The next victim of global warming are the Emperor penguins. With increasing global temperature, sea ice is melting and penguins are losing their main source of food. As a result, some breeds of penguins may ultimately become extinct by the end of this century from Antarctica, warn scientists.
According to the research, led by the Woods Hole Oceanographic Institution (WHOI) and published this week in Global Change Biology, pairs of breeding Emperor Penguins of Terre Adelie region of Antarctica could shrink by as much as 80 percent by the end of this century. This particular breed has been featured in the famous Hollywood movies like "March of the Penguins" and "Happy Feet."
As one of the reasons for their extinction, scientists have pointed towards the increasing melting of large chunks of ice and dwindling population of fish, shrimp and krill, the main food of the penguins.
"Our best projections show roughly 500 to 600 breeding pairs remaining by the year 2100," said Stephanie Jenouvrier, a biologist at the Woods Hole Oceanographic Institution in Massachusetts and lead author of the study, in a news release. "Today, the population size is around 3,000 breeding pairs."
"Over the last century, we have already observed the disappearance of the Dion Islets penguin colony, close to the West Antarctic Peninsula," Jenouvrier adds. "In 1948 and the 1970s, scientists recorded more than 150 breeding pairs there, by 1999, the population was down to just 20 pairs, and in 2009, it had vanished entirely."
Meanwhile, a different study published this month found similar bad news for the chistrap penguin.
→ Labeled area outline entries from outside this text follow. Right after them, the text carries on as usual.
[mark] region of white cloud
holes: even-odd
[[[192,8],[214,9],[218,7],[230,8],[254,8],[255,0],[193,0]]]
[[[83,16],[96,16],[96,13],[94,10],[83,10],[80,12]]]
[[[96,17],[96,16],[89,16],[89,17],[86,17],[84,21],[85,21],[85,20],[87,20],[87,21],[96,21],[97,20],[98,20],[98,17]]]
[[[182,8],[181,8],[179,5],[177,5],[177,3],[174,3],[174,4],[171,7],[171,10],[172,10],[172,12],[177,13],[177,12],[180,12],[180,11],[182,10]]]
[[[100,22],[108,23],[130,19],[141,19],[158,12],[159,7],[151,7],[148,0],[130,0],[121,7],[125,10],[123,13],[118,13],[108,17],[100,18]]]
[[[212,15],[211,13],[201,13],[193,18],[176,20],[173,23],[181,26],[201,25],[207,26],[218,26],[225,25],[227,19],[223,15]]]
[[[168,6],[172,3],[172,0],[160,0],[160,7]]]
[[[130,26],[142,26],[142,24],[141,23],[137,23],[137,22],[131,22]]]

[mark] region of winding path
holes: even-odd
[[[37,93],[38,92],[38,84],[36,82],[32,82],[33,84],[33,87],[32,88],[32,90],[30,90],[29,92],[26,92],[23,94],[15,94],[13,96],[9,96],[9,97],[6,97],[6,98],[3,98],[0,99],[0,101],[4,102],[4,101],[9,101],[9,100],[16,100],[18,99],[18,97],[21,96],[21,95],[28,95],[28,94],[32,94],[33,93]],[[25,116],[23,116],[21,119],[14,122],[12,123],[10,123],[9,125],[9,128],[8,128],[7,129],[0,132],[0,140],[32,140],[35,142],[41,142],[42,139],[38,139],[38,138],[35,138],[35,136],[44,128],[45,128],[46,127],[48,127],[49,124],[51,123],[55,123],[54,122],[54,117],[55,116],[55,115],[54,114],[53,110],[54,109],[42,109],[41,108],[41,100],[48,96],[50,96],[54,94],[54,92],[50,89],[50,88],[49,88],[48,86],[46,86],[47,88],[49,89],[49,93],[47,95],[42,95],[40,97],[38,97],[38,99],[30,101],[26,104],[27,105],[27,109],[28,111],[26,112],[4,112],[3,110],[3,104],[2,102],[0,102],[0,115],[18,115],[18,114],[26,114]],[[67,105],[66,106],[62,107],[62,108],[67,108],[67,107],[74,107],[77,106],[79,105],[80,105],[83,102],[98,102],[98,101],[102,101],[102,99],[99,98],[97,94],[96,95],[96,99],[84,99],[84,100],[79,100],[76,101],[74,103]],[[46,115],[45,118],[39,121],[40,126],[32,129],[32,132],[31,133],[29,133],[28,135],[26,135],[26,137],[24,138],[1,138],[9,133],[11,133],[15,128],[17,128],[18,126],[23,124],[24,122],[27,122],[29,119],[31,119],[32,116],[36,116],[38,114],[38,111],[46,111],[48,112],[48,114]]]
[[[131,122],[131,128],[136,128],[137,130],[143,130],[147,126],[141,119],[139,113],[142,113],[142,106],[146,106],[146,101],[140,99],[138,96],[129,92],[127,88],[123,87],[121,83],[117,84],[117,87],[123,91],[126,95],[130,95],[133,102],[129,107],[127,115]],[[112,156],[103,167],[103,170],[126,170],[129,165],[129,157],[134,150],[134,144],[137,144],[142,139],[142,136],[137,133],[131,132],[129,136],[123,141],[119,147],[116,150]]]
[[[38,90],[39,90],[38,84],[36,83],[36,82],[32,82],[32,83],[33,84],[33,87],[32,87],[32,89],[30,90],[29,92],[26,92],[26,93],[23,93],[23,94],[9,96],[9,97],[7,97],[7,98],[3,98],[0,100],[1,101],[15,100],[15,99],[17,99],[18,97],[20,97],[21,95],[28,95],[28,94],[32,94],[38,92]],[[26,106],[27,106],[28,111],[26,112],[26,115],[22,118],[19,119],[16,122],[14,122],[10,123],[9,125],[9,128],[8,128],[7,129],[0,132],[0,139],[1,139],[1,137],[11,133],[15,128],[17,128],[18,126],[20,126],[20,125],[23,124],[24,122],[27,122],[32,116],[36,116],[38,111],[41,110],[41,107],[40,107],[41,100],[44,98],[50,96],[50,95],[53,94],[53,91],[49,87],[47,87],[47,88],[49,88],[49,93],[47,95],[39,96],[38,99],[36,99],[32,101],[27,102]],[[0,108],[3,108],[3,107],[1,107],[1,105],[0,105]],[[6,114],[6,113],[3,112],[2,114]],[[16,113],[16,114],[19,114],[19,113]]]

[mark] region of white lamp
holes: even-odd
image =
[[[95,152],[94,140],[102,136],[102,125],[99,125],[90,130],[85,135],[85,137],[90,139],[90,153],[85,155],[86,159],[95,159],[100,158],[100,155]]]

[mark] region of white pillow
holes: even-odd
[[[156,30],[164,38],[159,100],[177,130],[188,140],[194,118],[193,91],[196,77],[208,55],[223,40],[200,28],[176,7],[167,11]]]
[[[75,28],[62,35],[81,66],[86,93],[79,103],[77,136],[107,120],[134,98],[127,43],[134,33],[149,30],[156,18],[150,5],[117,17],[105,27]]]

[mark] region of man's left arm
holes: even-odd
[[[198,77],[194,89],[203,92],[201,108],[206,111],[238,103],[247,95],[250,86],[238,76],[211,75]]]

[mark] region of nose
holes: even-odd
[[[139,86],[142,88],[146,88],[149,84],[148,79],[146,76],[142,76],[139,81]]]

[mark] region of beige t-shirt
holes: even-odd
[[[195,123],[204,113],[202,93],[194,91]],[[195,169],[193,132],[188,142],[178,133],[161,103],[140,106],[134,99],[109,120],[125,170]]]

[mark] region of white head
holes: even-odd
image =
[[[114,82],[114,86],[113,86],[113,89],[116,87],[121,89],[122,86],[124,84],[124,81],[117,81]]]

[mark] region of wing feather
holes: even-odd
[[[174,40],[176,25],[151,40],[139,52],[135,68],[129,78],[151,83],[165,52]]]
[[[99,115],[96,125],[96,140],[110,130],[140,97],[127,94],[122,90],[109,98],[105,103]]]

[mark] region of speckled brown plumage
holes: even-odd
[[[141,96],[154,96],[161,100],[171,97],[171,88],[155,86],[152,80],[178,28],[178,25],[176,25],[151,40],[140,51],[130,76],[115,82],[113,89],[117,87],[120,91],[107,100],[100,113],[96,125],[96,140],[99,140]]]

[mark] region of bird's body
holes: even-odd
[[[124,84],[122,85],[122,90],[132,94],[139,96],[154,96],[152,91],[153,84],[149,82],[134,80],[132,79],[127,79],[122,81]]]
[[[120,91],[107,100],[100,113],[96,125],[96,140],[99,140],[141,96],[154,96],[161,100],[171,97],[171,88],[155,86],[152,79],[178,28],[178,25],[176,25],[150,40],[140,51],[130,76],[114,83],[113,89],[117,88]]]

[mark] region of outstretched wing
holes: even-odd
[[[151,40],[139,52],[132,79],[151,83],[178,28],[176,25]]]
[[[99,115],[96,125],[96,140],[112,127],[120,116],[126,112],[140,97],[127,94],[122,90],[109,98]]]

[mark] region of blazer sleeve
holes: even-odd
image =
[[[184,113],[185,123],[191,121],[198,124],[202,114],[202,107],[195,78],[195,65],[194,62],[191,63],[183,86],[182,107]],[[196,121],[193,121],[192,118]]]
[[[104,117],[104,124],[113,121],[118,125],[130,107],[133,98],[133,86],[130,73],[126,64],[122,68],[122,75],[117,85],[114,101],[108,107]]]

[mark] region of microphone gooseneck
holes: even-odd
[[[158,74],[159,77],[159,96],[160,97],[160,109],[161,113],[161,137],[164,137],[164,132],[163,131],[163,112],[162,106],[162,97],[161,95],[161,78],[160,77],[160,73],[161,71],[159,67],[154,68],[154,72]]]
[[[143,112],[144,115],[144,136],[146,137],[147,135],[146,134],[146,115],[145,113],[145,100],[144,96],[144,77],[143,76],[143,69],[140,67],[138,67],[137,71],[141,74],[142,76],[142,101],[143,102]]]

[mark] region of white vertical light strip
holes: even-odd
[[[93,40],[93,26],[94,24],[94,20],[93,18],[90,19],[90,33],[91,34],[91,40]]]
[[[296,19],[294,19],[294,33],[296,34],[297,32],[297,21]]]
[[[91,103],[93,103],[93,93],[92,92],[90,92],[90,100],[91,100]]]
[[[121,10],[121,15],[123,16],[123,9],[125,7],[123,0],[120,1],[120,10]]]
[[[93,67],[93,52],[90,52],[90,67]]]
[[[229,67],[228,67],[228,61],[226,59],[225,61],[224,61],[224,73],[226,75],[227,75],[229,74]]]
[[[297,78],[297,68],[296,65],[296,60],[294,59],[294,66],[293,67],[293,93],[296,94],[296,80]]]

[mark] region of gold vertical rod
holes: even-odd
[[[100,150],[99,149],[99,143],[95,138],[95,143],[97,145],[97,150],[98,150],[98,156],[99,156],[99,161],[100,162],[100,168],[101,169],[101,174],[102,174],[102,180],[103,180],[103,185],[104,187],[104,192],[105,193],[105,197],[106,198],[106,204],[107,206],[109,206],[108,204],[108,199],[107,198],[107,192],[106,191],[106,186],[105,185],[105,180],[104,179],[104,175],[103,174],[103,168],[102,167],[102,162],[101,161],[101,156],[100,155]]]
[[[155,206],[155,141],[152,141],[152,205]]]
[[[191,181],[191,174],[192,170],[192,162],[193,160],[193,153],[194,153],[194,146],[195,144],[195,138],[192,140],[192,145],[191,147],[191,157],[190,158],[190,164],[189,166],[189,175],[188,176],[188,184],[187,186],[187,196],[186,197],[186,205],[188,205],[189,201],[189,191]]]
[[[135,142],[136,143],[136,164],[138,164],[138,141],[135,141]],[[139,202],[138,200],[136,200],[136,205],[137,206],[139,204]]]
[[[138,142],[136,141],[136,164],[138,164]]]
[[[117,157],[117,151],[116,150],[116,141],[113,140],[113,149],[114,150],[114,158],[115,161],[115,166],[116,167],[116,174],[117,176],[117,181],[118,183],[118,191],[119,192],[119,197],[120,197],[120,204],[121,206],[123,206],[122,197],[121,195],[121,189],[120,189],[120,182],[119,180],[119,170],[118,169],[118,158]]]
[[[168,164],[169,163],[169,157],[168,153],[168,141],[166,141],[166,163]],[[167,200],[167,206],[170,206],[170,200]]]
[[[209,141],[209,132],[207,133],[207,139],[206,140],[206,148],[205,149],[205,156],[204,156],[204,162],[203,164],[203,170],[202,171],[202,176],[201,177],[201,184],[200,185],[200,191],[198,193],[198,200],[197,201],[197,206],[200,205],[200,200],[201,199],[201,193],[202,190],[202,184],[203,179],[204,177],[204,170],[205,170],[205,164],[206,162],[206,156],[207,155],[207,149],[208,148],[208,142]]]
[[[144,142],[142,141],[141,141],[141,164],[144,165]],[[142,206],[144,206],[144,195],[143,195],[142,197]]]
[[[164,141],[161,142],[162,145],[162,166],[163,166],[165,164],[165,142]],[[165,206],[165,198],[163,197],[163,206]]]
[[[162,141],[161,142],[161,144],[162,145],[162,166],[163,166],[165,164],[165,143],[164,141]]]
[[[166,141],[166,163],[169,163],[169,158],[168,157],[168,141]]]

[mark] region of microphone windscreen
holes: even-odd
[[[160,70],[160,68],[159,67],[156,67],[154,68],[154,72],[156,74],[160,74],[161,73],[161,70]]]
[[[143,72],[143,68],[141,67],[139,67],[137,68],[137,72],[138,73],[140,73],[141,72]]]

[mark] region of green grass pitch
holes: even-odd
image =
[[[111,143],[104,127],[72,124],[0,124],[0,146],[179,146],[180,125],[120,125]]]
According to a new report, thirty-six percent of chinstrap penguins - named after the black feather strip that runs across their white chins - have been extinct in last 20 years.
"Actually, in the '90s it was thought that the climate change would favor the chinstrap penguin, because this species prefers sea waters without ice, unlike the Adélie penguin, which prefers the ice pack," study researcher Andres Barbosa of the National Museum of Natural Sciences in Madrid told LiveScience.
"A more responsible use of the energy and the fossil fuels is necessary to preserve the planet and Antarctica," Barbosa told LiveScience.